Identifizierst du dich oft mit deinen Figuren?
Die Hauptfiguren sind mir ziemlich ähnlich, ja. Vor allem die weiblichen Protagonisten. Deshalb schreibe ich eigentlich immer aus der Sicht des männlichen Protagonisten. (denkt kurz nach) Ok, es variiert auch manchmal.
Ihre „Weltprobleme“ verarbeitet Lena seit einiger Zeit gerne auch in Poetry Slams. Dabei gefalle ihr das Vortragen vor Publikum und das Spielen mit Wörtern. In vielen ihrer Texte schreibt sie darüber, dass sie sich anders fühlt.
Kannst du dieses „Anderssein“ für mich definieren?
Ich habe einfach herausgefunden, dass ich anders denke als andere. Irgendwie war ich immer die Schlauste in der Klasse und wurde dann schnell als Streberin abgestempelt. Mir fallen oft banale Dinge, Details oder Stimmungen auf, die andere gar nicht bemerken. Auch mein Lebensstil unterscheidet sich vom Rest der Jugendlichen. Ich mag zum Beispiel keine Handys. Ich sehe die Welt einfach anders.
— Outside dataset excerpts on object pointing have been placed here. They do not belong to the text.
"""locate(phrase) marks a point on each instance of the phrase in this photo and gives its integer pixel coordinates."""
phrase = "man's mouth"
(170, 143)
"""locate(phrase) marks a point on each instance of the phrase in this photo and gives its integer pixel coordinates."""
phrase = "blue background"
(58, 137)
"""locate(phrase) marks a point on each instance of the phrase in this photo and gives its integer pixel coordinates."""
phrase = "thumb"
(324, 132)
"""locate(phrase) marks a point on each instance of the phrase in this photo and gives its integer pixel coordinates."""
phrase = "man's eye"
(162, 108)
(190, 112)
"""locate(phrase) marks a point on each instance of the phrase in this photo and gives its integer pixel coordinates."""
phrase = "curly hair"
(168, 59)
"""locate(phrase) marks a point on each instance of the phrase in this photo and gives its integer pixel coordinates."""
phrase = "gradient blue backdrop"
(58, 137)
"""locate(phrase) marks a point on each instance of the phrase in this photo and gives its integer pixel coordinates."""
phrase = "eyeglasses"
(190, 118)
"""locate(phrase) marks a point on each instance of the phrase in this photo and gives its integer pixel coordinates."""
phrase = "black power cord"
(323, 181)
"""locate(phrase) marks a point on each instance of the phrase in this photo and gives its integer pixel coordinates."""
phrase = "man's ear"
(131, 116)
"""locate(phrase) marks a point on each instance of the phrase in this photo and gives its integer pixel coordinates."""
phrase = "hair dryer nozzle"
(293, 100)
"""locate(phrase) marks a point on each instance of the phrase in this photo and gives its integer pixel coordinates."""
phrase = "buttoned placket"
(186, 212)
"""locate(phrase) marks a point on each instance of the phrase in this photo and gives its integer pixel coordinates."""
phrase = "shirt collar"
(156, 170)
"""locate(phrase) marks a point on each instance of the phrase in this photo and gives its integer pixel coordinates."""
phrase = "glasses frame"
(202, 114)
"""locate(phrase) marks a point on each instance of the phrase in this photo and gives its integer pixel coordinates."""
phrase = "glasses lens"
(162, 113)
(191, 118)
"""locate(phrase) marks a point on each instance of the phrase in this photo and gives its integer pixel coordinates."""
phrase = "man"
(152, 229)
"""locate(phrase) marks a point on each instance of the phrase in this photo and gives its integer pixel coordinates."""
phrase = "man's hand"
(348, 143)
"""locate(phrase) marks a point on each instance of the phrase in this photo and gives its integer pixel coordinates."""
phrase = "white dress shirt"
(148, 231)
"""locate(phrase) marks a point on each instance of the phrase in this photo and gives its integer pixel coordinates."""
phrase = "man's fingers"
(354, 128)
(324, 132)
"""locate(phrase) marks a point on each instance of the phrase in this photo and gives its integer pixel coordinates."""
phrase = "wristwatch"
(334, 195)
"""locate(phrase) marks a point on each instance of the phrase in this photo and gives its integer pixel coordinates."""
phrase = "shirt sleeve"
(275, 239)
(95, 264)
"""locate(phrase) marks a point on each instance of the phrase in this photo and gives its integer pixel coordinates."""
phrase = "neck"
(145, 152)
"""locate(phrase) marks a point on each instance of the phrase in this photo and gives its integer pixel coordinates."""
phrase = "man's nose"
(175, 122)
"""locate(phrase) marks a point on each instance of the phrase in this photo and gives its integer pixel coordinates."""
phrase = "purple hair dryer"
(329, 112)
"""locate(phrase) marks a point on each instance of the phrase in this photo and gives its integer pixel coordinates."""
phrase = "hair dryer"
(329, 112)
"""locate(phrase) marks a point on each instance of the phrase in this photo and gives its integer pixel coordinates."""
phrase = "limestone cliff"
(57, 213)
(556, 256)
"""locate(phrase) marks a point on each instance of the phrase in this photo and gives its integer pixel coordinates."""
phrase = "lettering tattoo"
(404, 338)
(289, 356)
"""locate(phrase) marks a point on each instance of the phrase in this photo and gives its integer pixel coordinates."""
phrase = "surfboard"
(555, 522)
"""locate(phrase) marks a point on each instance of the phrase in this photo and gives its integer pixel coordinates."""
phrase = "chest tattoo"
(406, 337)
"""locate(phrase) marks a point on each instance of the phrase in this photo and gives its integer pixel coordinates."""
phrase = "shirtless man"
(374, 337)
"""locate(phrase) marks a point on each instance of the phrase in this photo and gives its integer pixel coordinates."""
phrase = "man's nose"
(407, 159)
Wie sieht deine Welt denn aus?
Uff. Das ist schwierig zu beschreiben. Irgendwie bin ich optimistisch, weil ich die Welt einfach schön finde und denke, dass man mit einer positiven Lebenseinstellung einfach besser zurechtkommt. Andererseits gibt es immer wieder Phasen, in denen ich diesen „Weltschmerz“ spüre und mich über die ganze Welt – und indirekt über mich selbst – aufrege.
Sie besitzt weder Facebook noch WhatsApp, aber ohne Stift und Papier geht Lena niemals aus dem Haus. Und für den Fall, dass sie die Utensilien einmal vergessen sollte, trägt sie immer ein kleines Notfallblöckchen in ihrer Geldbörse mit. Am liebsten schreibt sie mit der Hand auf Papier, weil sie die Bewegungen so gerne mag. Außerdem denke man dabei mehr nach und steigere so die Qualität. Tippfehler passieren Lena auf Papier auch keine. Das Überarbeiten sei hingegen am PC leichter.
Wann hast du denn die besten Ideen zum Schreiben?
An den nervigsten Orten. Zum Beispiel unter der Dusche oder beim Einschlafen. Mittlerweile liegt in meinem Bett aber auch ein kleines Büchlein.
Träumst du davon, irgendwann als Autorin zu arbeiten?
Natürlich. Ob Autorin aber ein Brotjob ist, weiß ich noch nicht. Ansonsten könnte ich mir am ehesten vorstellen, Lehrerin zu werden. Um’s besser zu machen. (grinst) Aber jetzt will ich erstmal studieren.